Ainsi en est-il de la famille Dias, implantée à Valmares. Il y a Francisco, le père, pour qui « l’honneur, l’amour, la vie n’avaient de sens que transformés en hectares de terre ». Il y a ses sept fils et sa fille qui, tous, travaillent avec lui une terre difficile. Tous, sauf Walter, le benjamin, charmeur et paresseux, tête brûlée et cabochard, Walter qui tient tête à son père, néglige la ferme, dessine des oiseaux et court les filles. Un jour, un voisin arrive à Valmares avec sa fille…enceinte. Mais Walter est parti à l’armée et, malgré les injonctions de son père, ne reviendra pas « faire son devoir ». C’est donc un de ses frères, Custodio le boiteux, qui épousera Maria Ema avant qu’elle n’accouche d’une fille, la fille de Walter, son oncle. C’est elle dont on ne saura jamais le nom (mais faut-il nommer quelqu’un qui est l’image d’une faute ?) qui raconte l’histoire ou plutôt l’attente du retour. Elle n’appellera jamais Custodio papa ni sa mère, maman. Elle est et reste la fille de Walter, une étrangère en quelque sorte ou bien celle qui exprime le « désir irrépressible de tragédie qui existe dans chaque famille ». Entre rêve et réalité, la fille de Walter « qui prend plaisir à imaginer l’autre face des choses » revoit son père, passe une nuit près de lui et en reconstruit constamment le récit. Mais cette nuit de pluie a-t-elle réellement existé ? Et tout cas, l’amour qu’elle lui voue sera total, unique.

Puis les enfants de Francisco Dias, lassés de l’âpreté de la terre et sensibles aux illusions du lointain, quittent peu à peu Valmares laissant à la ferme , avec le père, Custodio, Maria Ema sa femme, leurs enfants et la nièce de Walter. Le seul qui revient un jour, c’est Walter qui pendant quelques moments va éblouir sa famille avec sa voiture américaine, la charmer avec ses histoires, séduire à nouveau Maria Ema avec l’odeur du grand large sous le regard toujours amoureux et déjà pardonnant de Custodio. Mais Walter, bourlingueur léger et charmant, repart bien vite vers d’autres aventures, croisant de loin en loin ses frères qui vont tous faire fortune en Amérique. Le dialogue se renoue entre les frères, sauf Walter, quand il faut décider du sort de Valmares. L’éloignement n’a pas altéré la cupidité et sournoisement va naître la rumeur familiale que Walter et sa fille… la nuit de pluie, dit-on, dit-il…

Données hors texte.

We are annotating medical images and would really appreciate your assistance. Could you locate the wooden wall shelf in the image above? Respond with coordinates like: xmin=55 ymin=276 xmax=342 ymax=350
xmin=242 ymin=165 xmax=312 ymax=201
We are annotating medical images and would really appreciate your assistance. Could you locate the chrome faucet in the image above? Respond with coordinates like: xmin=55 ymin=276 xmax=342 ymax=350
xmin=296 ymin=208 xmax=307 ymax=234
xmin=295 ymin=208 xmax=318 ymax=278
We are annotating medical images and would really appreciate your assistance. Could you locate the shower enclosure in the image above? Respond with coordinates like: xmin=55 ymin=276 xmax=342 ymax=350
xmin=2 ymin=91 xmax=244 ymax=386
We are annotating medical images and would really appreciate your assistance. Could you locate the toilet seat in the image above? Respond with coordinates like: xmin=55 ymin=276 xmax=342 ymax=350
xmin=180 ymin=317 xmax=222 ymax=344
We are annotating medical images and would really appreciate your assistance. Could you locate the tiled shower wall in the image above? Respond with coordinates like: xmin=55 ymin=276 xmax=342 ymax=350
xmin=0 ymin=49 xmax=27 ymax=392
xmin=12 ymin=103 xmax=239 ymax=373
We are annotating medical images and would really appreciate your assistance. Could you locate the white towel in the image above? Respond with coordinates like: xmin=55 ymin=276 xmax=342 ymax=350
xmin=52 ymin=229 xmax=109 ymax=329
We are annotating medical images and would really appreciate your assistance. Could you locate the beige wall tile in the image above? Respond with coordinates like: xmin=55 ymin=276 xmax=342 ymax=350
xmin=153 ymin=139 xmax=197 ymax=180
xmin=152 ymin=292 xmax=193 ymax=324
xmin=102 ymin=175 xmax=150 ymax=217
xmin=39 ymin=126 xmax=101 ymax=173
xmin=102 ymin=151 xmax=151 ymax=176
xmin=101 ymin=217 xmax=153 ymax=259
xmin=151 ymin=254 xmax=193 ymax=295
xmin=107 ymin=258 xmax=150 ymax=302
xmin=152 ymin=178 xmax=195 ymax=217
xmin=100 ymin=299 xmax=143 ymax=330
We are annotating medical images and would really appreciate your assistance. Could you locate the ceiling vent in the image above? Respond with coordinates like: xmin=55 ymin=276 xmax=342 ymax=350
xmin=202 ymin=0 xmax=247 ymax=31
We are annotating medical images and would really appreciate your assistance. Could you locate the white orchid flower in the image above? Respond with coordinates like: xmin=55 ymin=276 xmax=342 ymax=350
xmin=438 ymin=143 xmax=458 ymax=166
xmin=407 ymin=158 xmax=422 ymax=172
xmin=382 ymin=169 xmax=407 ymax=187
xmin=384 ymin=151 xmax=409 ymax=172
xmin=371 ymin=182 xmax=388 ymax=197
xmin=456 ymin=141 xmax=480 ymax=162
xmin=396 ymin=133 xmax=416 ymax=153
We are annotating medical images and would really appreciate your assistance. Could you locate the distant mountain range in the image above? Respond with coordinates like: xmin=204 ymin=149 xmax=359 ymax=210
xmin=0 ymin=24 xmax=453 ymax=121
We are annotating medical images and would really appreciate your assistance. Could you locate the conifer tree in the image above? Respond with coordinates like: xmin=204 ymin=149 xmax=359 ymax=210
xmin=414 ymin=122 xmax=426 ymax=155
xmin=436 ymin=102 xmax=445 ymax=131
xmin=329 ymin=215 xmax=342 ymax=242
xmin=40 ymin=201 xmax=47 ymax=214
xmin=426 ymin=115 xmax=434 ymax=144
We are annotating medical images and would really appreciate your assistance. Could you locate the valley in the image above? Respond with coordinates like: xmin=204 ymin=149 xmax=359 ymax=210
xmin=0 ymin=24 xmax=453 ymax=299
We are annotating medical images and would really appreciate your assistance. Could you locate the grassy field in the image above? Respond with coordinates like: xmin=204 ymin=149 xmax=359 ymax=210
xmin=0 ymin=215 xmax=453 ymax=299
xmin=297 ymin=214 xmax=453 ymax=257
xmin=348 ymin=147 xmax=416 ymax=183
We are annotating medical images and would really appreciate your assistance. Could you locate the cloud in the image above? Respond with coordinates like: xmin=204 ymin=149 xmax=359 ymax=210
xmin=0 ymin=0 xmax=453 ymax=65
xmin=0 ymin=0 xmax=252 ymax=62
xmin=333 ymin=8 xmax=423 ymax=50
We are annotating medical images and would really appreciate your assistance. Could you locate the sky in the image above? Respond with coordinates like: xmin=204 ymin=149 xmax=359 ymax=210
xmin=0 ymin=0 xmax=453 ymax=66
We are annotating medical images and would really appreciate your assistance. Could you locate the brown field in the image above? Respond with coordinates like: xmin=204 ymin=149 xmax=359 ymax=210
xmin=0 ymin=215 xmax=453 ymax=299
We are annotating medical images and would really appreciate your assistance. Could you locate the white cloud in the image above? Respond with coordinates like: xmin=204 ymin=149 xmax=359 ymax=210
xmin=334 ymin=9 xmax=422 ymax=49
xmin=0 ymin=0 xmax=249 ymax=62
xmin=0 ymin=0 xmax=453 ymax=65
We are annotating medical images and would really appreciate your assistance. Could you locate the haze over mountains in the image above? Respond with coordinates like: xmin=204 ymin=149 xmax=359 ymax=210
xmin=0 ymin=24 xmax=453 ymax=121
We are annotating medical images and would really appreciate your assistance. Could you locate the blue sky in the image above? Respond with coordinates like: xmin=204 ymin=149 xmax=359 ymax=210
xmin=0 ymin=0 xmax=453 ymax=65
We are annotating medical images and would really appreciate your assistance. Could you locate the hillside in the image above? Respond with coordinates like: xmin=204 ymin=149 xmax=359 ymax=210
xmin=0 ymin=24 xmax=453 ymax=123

Francisco ne verra pas le délitement de sa famille, la décadence de ce à quoi il croyait, ni la rencontre entre Walter et sa fille, quelque part, là bas où les femmes de la place de Mai réclamaient en vain leurs disparus.

Ce roman est d’abord une histoire, très structurée, toujours datée, rigoureuse dans sa progression et pourtant enveloppée, comme dans un rêve, d’une poésie lancinante, sorte de mélopée. Cette poésie que lui donne la fille de Walter en modifiant constamment à sa façon son récit, cette histoire d’amour à ce père inconstant et léger. Les personnages sont très bien dessinés, en portrait de groupe quand ils travaillent tous à la ferme, de façon plus violente quand s’établit le dialogue de la famille dispersée, famille qui n’est plus qu’une communauté d’individualismes médiocres. Ceci dans une très belle traduction de Geneviève Leibrich

Et pourquoi ce titre « la couverture du soldat » ? Je vous en laisse découvrir la raison où l’amour le dispute à la trahison, le mensonge au regret, le souvenir à l’imaginaire.